Overall, this little fellow is ready to go. It needs no cleaning, and the case is in great shape. The machine isn’t two-toned like some other Kolibris, but I really like the green color. This will be the little bear among the three bears.

9 Comments Add yours

  1. Michael Arau says:

    I really like that one. Very thin so it would be easy to tote about. I’m guessing it’s akin to the rocket, but sturdier. Love that color too. A little lizard, eh?

    Liked by 1 person

    1. mcfeats says:

      It is sturdy, and the color does appear like green camouflage. I could type in a forest without detection., barring the sound of typing.


      1. Michael Arau says:


        Liked by 1 person

  2. Bill M says:

    Congratulations on the wonderful typewriter.
    The QWERTZ keyboard is not all that difficult to learn either.
    I’ve been wanting one of these for many years. I finally got a Mill or 2 so maybe I’ll find a Kolibri.

    Liked by 1 person

    1. mcfeats says:

      I never thought I would get the hang of using a qwertz keyboard, but I finally cracked it with the help of an Erika.

      This Kolibri is a neat machine. The typing is very smooth. I’m not sure how they incorporated such smooth mechanics in such a small space.


  3. Richard P says:

    Really sweet. I’ve found that perfect alignment is a pipe dream with these little guys, but they are fun to use. There was originally a plastic piece in the bottom of the carriage return lever, to prevent dinging and scratching, but it has almost always fallen out; that’s the Achilles’ heel of the Kolibri. You can stuff some felt in there to prevent further damage.


    1. mcfeats says:

      Thanks, Richard! Good to know. I won’t bother with the alignment which is only slightly off.

      Hm. That explains that small broken plastic piece. Felt is a great idea.

      The typing is amazing for such a compact machine. This may be my best ultra.


  4. John Cooper says:

    I almost bought a Kolibri in December, but finally backed away because the paper support was broken off. It almost always is–it looks like it is on yours–but I was already on the fence due to the cost and it gave me an excuse not to buy. I’m sure I’ll get one eventually.

    After being on the lookout for an elite-type 2Y-series Skyriter for the better part of a year, I finally found one in good shape at a good price. It works great, but as Richard says about the Kolibri, the alignment is the Achilles heel. Maybe there’s a mechanical reason that the smallest typewriters are difficult to keep properly aligned.

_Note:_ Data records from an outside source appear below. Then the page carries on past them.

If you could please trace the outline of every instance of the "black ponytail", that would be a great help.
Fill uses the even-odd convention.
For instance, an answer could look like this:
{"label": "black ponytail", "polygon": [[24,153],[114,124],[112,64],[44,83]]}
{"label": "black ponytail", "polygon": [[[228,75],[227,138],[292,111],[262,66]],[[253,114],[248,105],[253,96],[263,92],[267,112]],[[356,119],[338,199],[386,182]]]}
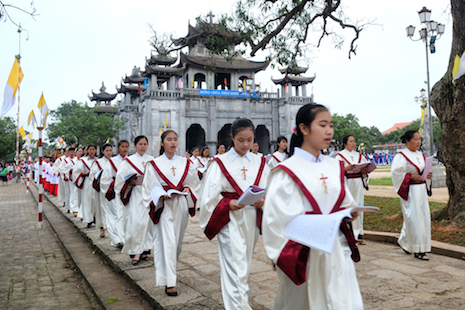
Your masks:
{"label": "black ponytail", "polygon": [[[174,132],[174,133],[176,134],[176,136],[178,135],[178,134],[176,133],[176,131],[171,130],[171,129],[168,129],[168,130],[164,131],[164,132],[161,134],[161,143],[163,143],[163,141],[165,141],[166,136],[167,136],[169,133],[172,133],[172,132]],[[164,147],[163,145],[161,145],[161,147],[160,147],[160,156],[163,155],[163,153],[165,153],[165,147]]]}
{"label": "black ponytail", "polygon": [[232,125],[231,125],[231,145],[229,146],[229,149],[234,147],[234,142],[232,138],[234,138],[240,131],[245,130],[245,129],[251,129],[252,132],[254,133],[255,136],[255,127],[252,123],[252,121],[248,118],[240,117],[236,119]]}
{"label": "black ponytail", "polygon": [[304,143],[304,135],[299,128],[300,124],[304,124],[310,129],[315,116],[321,111],[328,111],[328,109],[321,104],[309,103],[299,109],[295,117],[295,130],[291,138],[291,146],[289,147],[289,156],[294,155],[294,149],[301,147]]}

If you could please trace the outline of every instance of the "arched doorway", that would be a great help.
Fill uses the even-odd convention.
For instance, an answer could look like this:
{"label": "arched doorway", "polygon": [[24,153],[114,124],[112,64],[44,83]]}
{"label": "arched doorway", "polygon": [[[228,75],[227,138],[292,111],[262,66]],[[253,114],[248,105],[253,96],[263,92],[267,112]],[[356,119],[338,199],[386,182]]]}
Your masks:
{"label": "arched doorway", "polygon": [[218,144],[222,143],[226,150],[231,146],[231,124],[225,124],[220,131],[218,131]]}
{"label": "arched doorway", "polygon": [[205,130],[199,124],[192,124],[186,131],[186,151],[195,146],[201,148],[205,145]]}
{"label": "arched doorway", "polygon": [[260,148],[258,151],[262,154],[270,153],[270,132],[265,125],[258,125],[255,130],[255,141],[258,142]]}

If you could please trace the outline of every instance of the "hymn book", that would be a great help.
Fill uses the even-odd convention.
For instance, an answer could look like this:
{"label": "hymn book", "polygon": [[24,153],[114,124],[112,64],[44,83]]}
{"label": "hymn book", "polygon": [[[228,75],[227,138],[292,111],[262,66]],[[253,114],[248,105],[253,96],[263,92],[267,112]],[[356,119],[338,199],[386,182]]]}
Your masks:
{"label": "hymn book", "polygon": [[265,189],[252,185],[237,199],[237,204],[250,206],[261,200],[265,196]]}
{"label": "hymn book", "polygon": [[160,183],[155,183],[154,187],[152,188],[152,191],[150,192],[150,195],[152,196],[152,201],[153,203],[157,206],[157,209],[160,208],[162,205],[158,205],[160,202],[160,198],[165,197],[165,195],[168,195],[168,197],[171,198],[172,195],[183,195],[187,196],[187,193],[175,190],[175,189],[169,189],[165,191],[165,189],[160,185]]}
{"label": "hymn book", "polygon": [[425,169],[423,169],[423,173],[421,174],[421,179],[423,181],[426,181],[426,178],[428,177],[428,173],[431,172],[431,169],[433,168],[433,156],[427,157],[425,160]]}
{"label": "hymn book", "polygon": [[129,180],[133,176],[136,176],[136,185],[142,185],[142,182],[144,181],[144,176],[143,175],[137,175],[137,173],[130,173],[124,177],[124,181]]}
{"label": "hymn book", "polygon": [[376,211],[378,207],[347,208],[330,214],[305,214],[292,219],[284,230],[284,235],[309,248],[331,254],[344,218],[352,218],[353,212]]}
{"label": "hymn book", "polygon": [[367,173],[370,173],[376,169],[376,165],[373,162],[352,164],[352,166],[354,167],[352,168],[350,173],[359,173],[360,171],[362,171],[363,168],[367,168]]}

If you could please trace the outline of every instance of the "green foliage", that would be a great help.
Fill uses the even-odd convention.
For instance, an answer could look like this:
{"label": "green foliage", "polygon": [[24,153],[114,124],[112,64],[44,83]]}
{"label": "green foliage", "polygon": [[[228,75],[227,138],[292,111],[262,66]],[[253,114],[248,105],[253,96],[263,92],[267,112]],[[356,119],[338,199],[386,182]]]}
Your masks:
{"label": "green foliage", "polygon": [[369,185],[392,186],[392,179],[391,178],[377,178],[377,179],[370,178]]}
{"label": "green foliage", "polygon": [[125,120],[118,120],[110,113],[97,113],[75,100],[62,103],[51,115],[54,121],[46,128],[49,139],[63,137],[68,145],[102,145],[108,138],[117,138],[118,132],[125,128]]}
{"label": "green foliage", "polygon": [[16,151],[16,124],[13,118],[0,119],[0,160],[13,160]]}

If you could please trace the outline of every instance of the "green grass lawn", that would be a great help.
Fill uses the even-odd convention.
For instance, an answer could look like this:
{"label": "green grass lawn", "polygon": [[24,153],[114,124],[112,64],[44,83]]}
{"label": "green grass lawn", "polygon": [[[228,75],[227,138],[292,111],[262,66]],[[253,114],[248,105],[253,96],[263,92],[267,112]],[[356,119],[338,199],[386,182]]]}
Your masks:
{"label": "green grass lawn", "polygon": [[[445,203],[430,202],[431,211],[440,210]],[[400,233],[402,218],[396,217],[401,213],[399,198],[365,196],[365,206],[376,206],[377,212],[365,212],[363,228],[374,231]],[[433,240],[465,246],[465,231],[448,228],[438,222],[431,223],[431,237]]]}
{"label": "green grass lawn", "polygon": [[368,184],[369,185],[388,185],[388,186],[390,185],[392,186],[392,180],[391,178],[378,178],[378,179],[371,178]]}

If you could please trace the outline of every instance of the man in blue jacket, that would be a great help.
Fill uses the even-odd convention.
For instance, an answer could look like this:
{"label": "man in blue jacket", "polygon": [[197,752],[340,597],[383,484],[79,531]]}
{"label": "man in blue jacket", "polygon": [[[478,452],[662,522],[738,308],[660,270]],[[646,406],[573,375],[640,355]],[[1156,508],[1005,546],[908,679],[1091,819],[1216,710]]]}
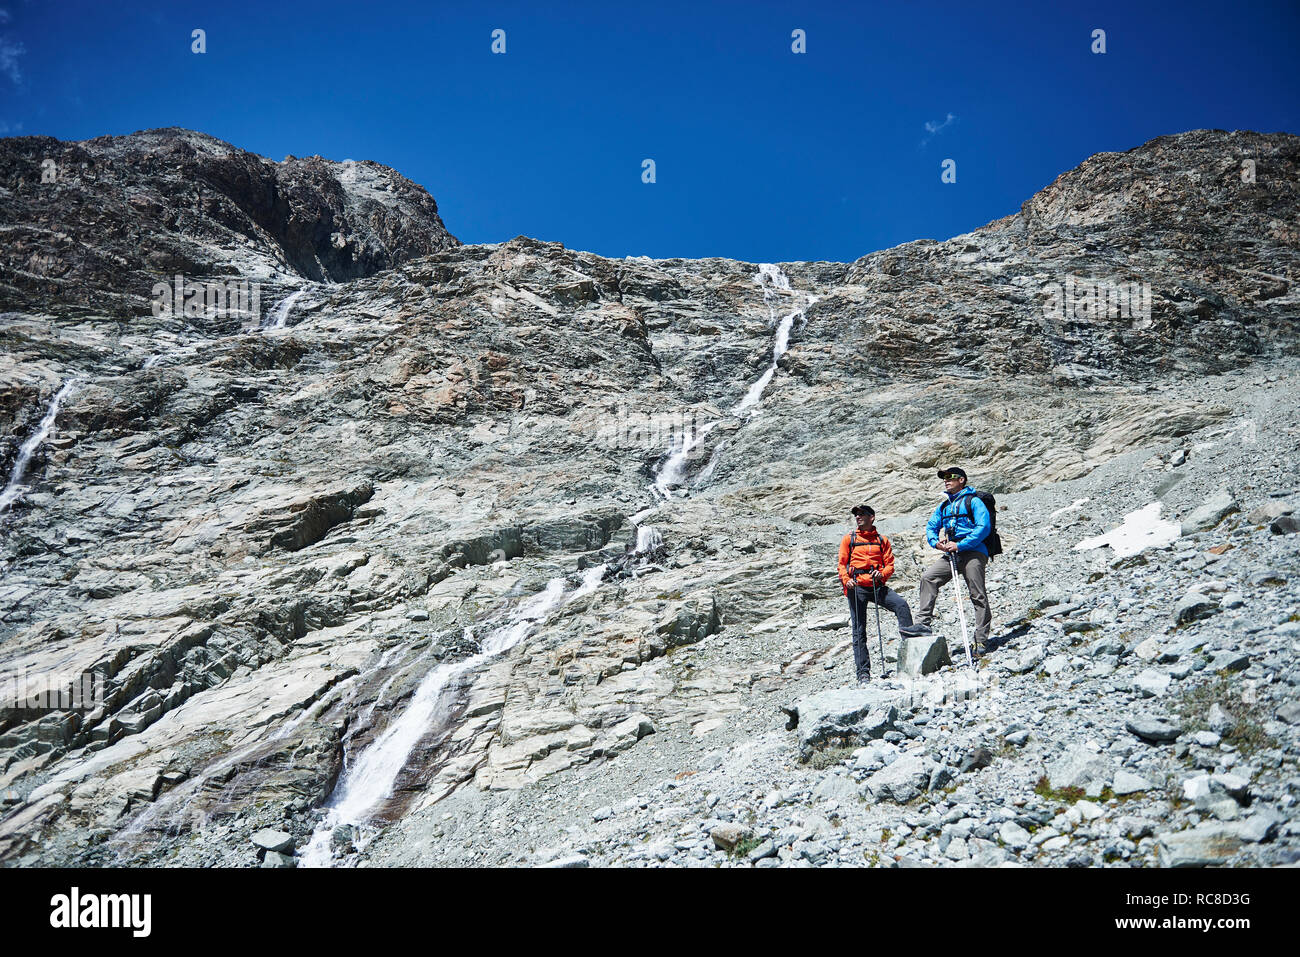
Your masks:
{"label": "man in blue jacket", "polygon": [[917,609],[917,624],[911,629],[899,629],[902,634],[928,635],[934,617],[934,602],[941,586],[952,580],[949,553],[957,558],[957,570],[970,589],[971,604],[975,606],[975,650],[984,650],[993,626],[993,612],[989,608],[988,592],[984,588],[984,569],[988,565],[989,551],[984,545],[993,528],[989,510],[975,494],[973,486],[966,484],[966,473],[958,468],[939,470],[947,500],[930,516],[925,527],[925,537],[931,548],[944,554],[921,574],[921,607]]}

    Being a longtime touch typist who took several weeks to adjust to the different placement of the apostrophe key on typewriters, I’ve been chary of the QWERZ layout too. I might go for it at some point. The time is not yet.

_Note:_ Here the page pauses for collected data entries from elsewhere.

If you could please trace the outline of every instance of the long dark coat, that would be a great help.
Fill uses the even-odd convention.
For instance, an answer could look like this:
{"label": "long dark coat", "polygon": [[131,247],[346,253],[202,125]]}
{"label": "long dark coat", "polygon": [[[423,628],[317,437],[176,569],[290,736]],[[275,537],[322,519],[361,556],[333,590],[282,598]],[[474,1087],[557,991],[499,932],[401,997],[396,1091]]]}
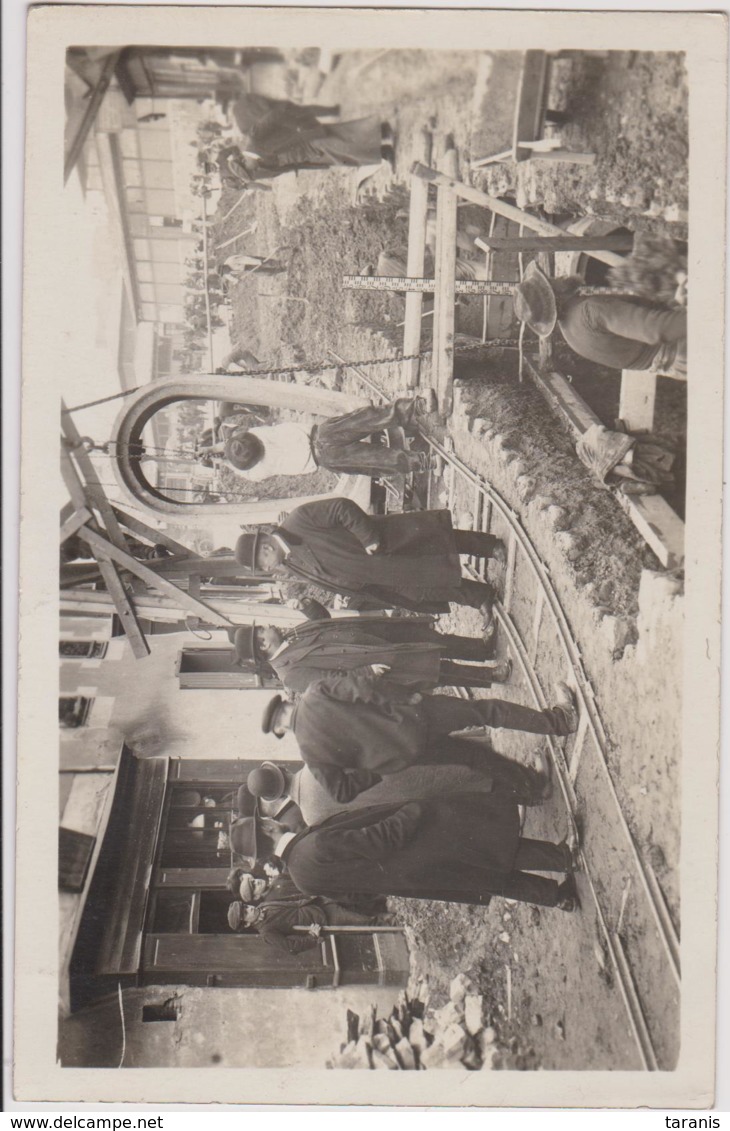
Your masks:
{"label": "long dark coat", "polygon": [[[434,643],[391,643],[384,619],[372,622],[353,618],[312,621],[287,633],[287,646],[269,663],[291,691],[305,691],[325,675],[344,674],[370,664],[387,664],[389,678],[411,690],[425,691],[438,685],[441,648]],[[402,625],[397,628],[402,639]],[[416,633],[422,626],[414,626]],[[435,636],[435,634],[434,634]],[[418,639],[418,637],[417,637]]]}
{"label": "long dark coat", "polygon": [[[286,572],[334,593],[434,613],[458,599],[461,562],[449,511],[373,516],[351,499],[321,499],[295,507],[278,533],[291,547]],[[380,549],[367,554],[372,543]]]}
{"label": "long dark coat", "polygon": [[336,813],[283,849],[305,892],[352,891],[485,904],[500,894],[519,843],[517,804],[498,793]]}
{"label": "long dark coat", "polygon": [[428,745],[423,708],[390,679],[363,670],[309,685],[291,727],[316,780],[347,803],[385,774],[412,766]]}

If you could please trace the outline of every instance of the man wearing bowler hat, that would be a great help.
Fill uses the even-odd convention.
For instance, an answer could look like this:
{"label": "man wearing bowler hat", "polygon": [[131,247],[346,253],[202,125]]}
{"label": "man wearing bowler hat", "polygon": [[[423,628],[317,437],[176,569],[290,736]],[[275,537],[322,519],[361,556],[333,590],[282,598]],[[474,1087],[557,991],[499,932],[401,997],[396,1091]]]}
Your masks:
{"label": "man wearing bowler hat", "polygon": [[295,832],[304,828],[301,810],[289,795],[289,777],[288,773],[273,762],[263,762],[252,770],[245,784],[238,790],[238,816],[250,817],[258,805],[264,816],[276,817],[287,828]]}
{"label": "man wearing bowler hat", "polygon": [[686,377],[686,309],[632,295],[582,295],[582,283],[577,275],[548,279],[533,262],[515,288],[515,314],[540,338],[559,326],[570,348],[598,365]]}
{"label": "man wearing bowler hat", "polygon": [[454,732],[491,726],[570,734],[578,725],[578,712],[566,684],[558,685],[556,699],[552,709],[535,711],[501,699],[421,695],[387,677],[378,679],[372,671],[355,671],[311,683],[296,703],[274,696],[264,711],[262,730],[277,738],[291,730],[316,780],[345,804],[384,776],[416,763],[481,770],[522,803],[532,804],[544,800],[549,788],[547,759],[540,776],[481,743],[454,737]]}
{"label": "man wearing bowler hat", "polygon": [[297,577],[384,608],[422,613],[469,605],[493,631],[495,592],[462,577],[460,554],[506,561],[504,543],[479,530],[455,530],[447,510],[374,516],[352,499],[295,507],[271,534],[242,534],[236,560],[252,572]]}
{"label": "man wearing bowler hat", "polygon": [[[480,664],[455,663],[445,657],[454,651],[471,653]],[[418,621],[314,621],[287,632],[275,625],[242,625],[234,635],[239,663],[265,660],[291,691],[304,691],[324,675],[355,668],[386,672],[395,683],[411,690],[436,686],[490,687],[509,679],[511,664],[487,662],[481,640],[447,636]]]}
{"label": "man wearing bowler hat", "polygon": [[373,805],[300,833],[254,813],[236,826],[236,847],[253,860],[279,857],[309,895],[357,891],[481,906],[498,895],[562,911],[578,906],[575,840],[521,837],[517,802],[503,793]]}

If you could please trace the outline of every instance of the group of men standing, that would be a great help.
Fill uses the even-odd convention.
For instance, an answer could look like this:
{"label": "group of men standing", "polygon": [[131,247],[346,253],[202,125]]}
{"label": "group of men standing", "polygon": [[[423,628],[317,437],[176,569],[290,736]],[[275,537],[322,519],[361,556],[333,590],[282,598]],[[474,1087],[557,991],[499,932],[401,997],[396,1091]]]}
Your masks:
{"label": "group of men standing", "polygon": [[[315,602],[316,619],[294,629],[255,623],[233,634],[236,659],[267,663],[286,691],[267,705],[263,730],[294,734],[301,776],[310,775],[334,805],[324,819],[292,823],[272,807],[290,797],[291,783],[278,797],[254,783],[258,803],[232,827],[239,858],[251,867],[275,860],[300,899],[485,905],[499,895],[577,907],[575,837],[558,844],[521,835],[520,806],[551,793],[546,753],[537,752],[533,768],[461,733],[491,727],[568,735],[578,724],[573,691],[558,684],[554,705],[542,711],[437,691],[488,688],[510,677],[509,661],[494,658],[497,589],[462,575],[460,555],[467,554],[497,566],[506,561],[499,538],[455,529],[447,510],[374,516],[347,498],[305,503],[271,532],[238,539],[236,559],[257,574],[304,580],[380,610],[439,614],[455,603],[481,616],[480,635],[467,637],[439,632],[432,617],[383,611],[332,619]],[[383,803],[376,787],[413,767],[453,770],[454,784],[437,796],[408,796],[393,778]],[[464,768],[477,775],[476,789],[460,784]],[[377,804],[368,804],[371,790]],[[544,872],[560,878],[537,874]],[[316,915],[326,915],[318,906]],[[256,926],[261,916],[244,918]]]}

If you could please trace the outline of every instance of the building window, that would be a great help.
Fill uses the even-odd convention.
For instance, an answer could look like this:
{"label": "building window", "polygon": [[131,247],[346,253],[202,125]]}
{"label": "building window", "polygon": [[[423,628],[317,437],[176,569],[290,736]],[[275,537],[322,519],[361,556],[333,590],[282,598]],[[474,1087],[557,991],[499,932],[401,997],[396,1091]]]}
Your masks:
{"label": "building window", "polygon": [[230,865],[228,830],[238,786],[173,788],[170,793],[160,866],[214,868]]}
{"label": "building window", "polygon": [[106,649],[106,640],[61,640],[58,644],[58,654],[64,659],[101,660]]}
{"label": "building window", "polygon": [[58,700],[59,724],[64,728],[85,726],[93,703],[84,695],[62,695]]}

    Meanwhile, fantastic little machine you’ve got there! Congratulations!

    Liked by 1 person

    1. mcfeats says:

      I had trouble with qwertz for a while, but one day it suddenly clicked for me. I tend to have more of a problem when backspace keys are on the left side of a keyboard (such as on Underwoods). I’m used to Olympias.

      My Kolibri does have the paper support. It makes a difference. Yeah, they aren’t cheap, but this one was slightly less expensive. The Skyriter is a better deal, and both machines are on the quiet side.